I’m Chie Furusawa from Dwango Media Village. In this article, I introduce a technique that can change the facial expressions and head orientations of a character based on a single image. The demo generates three types of motion animations from a single front-facing character face image. Please try the demo below first. If you prefer to read the method details first, please proceed.
The demo has ended.
In the following video, you can see the steps required to operate the demo:
An animated video of the input image will be generated in about 10-60 seconds. The result video tag is ‘#TalkingHead’. Please share it. When sharing on social media, make sure that the image used does not violate any regulations.

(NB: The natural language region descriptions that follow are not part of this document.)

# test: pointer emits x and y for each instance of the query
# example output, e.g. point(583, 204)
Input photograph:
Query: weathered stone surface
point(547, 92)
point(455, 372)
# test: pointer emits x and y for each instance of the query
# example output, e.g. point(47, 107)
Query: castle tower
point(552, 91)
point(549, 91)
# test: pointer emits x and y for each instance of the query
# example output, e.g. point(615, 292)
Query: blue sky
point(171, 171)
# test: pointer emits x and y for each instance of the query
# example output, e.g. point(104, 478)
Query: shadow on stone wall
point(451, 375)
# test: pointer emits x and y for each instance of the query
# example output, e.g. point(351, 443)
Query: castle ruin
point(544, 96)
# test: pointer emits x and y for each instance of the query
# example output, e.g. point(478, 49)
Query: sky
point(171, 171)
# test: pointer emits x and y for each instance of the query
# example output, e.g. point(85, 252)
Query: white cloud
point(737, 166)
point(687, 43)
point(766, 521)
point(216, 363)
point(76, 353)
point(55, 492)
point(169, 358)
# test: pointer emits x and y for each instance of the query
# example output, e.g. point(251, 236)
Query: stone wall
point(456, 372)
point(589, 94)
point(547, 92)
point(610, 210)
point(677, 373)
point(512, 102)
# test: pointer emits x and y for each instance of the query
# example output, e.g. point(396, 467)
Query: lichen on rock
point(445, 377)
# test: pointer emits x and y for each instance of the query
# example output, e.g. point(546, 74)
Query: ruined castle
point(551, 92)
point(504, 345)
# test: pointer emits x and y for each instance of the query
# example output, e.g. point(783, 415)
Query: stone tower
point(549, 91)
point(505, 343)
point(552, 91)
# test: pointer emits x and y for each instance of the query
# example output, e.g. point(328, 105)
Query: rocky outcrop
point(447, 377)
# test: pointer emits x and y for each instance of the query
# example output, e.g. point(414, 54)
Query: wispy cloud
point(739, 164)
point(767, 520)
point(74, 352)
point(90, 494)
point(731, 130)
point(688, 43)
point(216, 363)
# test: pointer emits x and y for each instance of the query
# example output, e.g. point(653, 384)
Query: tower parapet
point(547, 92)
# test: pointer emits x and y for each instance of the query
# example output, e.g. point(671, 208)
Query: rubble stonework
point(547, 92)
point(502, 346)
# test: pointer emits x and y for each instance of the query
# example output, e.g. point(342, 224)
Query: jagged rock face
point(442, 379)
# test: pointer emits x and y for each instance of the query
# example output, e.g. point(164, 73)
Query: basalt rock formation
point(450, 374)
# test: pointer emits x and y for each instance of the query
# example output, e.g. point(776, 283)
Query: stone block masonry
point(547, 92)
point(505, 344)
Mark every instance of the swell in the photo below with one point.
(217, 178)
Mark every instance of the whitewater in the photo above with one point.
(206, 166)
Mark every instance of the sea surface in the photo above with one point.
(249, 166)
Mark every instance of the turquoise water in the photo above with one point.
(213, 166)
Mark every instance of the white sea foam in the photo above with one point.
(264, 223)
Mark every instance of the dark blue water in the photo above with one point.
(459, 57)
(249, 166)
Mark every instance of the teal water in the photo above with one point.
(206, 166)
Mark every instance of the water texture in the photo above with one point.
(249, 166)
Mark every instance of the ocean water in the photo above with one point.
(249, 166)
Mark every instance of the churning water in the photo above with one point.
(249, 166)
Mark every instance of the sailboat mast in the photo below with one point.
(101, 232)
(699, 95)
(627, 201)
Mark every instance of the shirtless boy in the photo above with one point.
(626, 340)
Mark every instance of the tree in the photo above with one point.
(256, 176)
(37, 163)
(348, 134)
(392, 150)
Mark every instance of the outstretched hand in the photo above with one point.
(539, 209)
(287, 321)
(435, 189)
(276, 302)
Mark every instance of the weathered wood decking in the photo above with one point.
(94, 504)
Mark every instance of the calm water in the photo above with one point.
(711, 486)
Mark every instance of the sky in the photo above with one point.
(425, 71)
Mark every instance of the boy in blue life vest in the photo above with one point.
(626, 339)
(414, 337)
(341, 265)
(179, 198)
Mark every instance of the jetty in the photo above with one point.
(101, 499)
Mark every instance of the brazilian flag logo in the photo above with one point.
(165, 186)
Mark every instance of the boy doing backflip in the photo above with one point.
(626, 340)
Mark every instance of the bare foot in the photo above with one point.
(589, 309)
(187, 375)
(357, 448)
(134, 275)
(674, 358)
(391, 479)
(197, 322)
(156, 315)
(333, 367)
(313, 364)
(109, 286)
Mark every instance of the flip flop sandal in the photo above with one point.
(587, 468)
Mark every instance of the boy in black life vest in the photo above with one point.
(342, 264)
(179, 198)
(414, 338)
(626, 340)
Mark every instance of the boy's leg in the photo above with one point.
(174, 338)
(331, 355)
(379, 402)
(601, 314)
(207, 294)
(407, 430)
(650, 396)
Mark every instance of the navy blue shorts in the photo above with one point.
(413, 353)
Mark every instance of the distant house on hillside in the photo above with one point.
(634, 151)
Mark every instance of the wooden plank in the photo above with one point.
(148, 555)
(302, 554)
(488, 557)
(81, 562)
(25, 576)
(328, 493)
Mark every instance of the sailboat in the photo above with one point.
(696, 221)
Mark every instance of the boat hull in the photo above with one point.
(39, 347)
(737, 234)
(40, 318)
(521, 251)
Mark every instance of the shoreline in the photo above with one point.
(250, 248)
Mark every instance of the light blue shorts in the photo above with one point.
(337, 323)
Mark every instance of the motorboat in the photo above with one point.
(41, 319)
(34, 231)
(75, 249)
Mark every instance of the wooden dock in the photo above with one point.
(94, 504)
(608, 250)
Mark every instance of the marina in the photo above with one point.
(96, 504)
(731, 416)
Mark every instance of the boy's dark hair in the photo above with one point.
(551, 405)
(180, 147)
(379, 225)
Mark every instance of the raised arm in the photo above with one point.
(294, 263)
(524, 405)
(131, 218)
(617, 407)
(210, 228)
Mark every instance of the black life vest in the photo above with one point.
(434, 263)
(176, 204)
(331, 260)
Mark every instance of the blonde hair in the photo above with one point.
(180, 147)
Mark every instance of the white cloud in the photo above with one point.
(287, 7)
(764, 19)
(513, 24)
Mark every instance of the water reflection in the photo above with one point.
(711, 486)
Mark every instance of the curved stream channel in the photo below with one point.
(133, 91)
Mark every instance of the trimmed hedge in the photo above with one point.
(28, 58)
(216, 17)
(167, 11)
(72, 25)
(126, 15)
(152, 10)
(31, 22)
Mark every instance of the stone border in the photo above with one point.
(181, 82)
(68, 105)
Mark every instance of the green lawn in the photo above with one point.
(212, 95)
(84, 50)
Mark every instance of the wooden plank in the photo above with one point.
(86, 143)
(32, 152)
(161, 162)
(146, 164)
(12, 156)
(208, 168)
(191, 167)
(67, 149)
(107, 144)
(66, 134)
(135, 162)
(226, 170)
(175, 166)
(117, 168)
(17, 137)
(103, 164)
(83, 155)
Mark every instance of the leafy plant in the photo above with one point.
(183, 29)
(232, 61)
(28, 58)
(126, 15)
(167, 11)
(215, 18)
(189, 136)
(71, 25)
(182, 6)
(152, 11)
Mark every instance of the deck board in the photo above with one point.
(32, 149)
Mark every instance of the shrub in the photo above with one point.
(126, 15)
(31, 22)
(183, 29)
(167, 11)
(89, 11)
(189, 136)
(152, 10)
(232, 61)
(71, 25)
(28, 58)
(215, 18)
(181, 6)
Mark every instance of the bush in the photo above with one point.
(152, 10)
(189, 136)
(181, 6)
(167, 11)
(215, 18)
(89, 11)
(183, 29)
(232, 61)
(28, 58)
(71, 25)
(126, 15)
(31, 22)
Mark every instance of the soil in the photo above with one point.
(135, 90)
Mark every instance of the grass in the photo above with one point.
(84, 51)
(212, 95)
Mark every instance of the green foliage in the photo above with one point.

From finely hand-drawn characters to loosely drawn characters and characters with 3D models, I think the results will be quite nice! Below are some examples. The second and third rows are the author’s drawings, and they move well despite being casually drawn.
This article and the demo are based on the technique of Talking Head Anime from a Single Image by [Khugurn]
The above article explains the background of this technology, system overview, and implementation details very carefully. Additionally, there are videos related to the technology.
A little after the introduction of the technology, the source code to run the demo was also released. In that demo, you can move the input character’s face image by adjusting the face parameters sliders or synchronize the character with human facial movements. However, a GPU is required for interactive operation.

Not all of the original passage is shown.